Excel VBA 與 Python 爬「公開資訊觀測站的重大訊息公告」

兩周8小時上完Excel VBA爬蟲入門班課程,在課程最後同學問到如何爬公開資訊觀測站的重大訊息公告,當時誤判用錯 Internet Explorer 方法,造成抓取中文變成亂碼,經過轉碼依舊無法有效(或許還有別的方法,後續再研究),後面改以XMLHttp處理即可順利完成。
Excel VBA雖然可以用不同方法去取得網頁資訊,不過在特定網頁上不是每種方法都可行,需要花時間去試驗,這點與Python只要寫幾行程式碼就能達成相同功能是不同,驗證一句常聽過的話,「方法多不見得有用,有用的方法一種就好」,至於那一種方法好用,在 Excel 中筆者無法給一個標準答案。

請注意:我再次重申,部落格文章的程式碼,是要提供為參考與學習,一旦網頁改版請自行修改,別要求東要求西要我主動修改,你們用我寫東西程式賺錢了、交差了,請問有分我一杯羹嗎?既然賺錢沒分我,請問有什麼理由要求我修改,如果沒能力改,就花錢來找我上課。

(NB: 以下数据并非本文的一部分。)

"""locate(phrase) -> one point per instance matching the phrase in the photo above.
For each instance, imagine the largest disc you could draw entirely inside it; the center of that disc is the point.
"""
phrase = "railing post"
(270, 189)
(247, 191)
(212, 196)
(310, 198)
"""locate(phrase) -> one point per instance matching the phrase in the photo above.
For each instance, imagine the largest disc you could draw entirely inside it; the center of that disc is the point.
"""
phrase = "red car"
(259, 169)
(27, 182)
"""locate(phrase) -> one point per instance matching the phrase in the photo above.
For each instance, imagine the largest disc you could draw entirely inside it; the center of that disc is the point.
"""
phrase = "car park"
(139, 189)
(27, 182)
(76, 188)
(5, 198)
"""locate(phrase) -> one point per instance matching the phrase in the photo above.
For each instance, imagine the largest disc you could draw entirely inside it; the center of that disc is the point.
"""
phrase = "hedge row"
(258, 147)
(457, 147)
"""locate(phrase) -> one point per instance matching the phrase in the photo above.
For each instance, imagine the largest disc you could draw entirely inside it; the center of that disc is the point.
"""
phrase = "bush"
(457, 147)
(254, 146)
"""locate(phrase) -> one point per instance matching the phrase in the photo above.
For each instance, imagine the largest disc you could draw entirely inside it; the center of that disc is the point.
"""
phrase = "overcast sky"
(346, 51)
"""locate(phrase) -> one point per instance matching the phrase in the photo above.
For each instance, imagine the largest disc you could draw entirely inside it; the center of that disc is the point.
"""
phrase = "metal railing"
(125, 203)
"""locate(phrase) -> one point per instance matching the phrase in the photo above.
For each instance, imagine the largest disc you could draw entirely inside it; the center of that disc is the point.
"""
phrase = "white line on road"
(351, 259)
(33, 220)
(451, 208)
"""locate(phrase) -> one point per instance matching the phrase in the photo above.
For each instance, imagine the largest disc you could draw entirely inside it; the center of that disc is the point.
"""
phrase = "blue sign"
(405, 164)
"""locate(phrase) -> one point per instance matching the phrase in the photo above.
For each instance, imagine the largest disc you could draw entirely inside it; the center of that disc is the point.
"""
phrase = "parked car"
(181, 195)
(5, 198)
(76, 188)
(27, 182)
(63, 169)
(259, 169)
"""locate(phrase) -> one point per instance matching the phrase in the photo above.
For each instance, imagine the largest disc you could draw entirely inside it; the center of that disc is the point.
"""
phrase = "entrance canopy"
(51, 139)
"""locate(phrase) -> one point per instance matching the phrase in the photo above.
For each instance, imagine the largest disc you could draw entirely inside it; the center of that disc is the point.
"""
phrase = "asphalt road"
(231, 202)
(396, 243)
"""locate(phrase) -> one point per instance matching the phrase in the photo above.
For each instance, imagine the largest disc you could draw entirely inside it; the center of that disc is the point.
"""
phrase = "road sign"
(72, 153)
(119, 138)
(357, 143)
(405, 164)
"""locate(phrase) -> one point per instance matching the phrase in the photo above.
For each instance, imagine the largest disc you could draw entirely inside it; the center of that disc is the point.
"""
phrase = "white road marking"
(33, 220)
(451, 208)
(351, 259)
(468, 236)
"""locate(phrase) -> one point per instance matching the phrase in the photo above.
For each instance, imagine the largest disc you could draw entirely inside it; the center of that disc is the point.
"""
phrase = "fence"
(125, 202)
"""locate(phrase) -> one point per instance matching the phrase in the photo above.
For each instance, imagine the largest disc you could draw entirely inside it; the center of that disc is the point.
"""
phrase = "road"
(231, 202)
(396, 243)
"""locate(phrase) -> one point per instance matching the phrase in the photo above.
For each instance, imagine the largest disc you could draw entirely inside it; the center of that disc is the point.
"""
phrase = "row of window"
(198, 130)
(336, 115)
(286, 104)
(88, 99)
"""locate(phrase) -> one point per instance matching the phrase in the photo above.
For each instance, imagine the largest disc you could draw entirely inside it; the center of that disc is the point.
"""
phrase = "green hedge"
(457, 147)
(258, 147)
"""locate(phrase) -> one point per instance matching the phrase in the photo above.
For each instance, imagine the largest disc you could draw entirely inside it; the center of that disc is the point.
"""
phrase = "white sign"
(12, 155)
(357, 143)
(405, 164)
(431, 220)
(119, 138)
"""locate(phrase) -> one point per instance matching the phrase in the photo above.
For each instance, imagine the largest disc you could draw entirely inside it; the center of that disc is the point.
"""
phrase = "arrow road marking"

以下就來看看相關的Excel VBA與Python程式碼。
公開資訊觀測站的重大訊息公告


Postman畫面。


Excel VBA 抓取網頁資料的程式碼。

Option Explicit

Sub 公開資訊觀測站公告()
    Dim tmp As String
    Dim html As Object, html2 As Object
    Dim htable As Object, htable2 As Object
    Dim i As Integer, j As Integer, year As Integer, month As Integer
    Dim Row As Integer
    Dim url As String
    Dim url2 As String
    Dim stockid As String
    
    stockid = Sheets(1).Range("A2")
    year = Sheets(1).Range("B2")
    
    url = "http://mops.twse.com.tw/mops/web/ajax_t05st01?firstin=1&TYPEK=sii&co_id=" & stockid & "&year=" & year & "&month=&b_date=&e_date="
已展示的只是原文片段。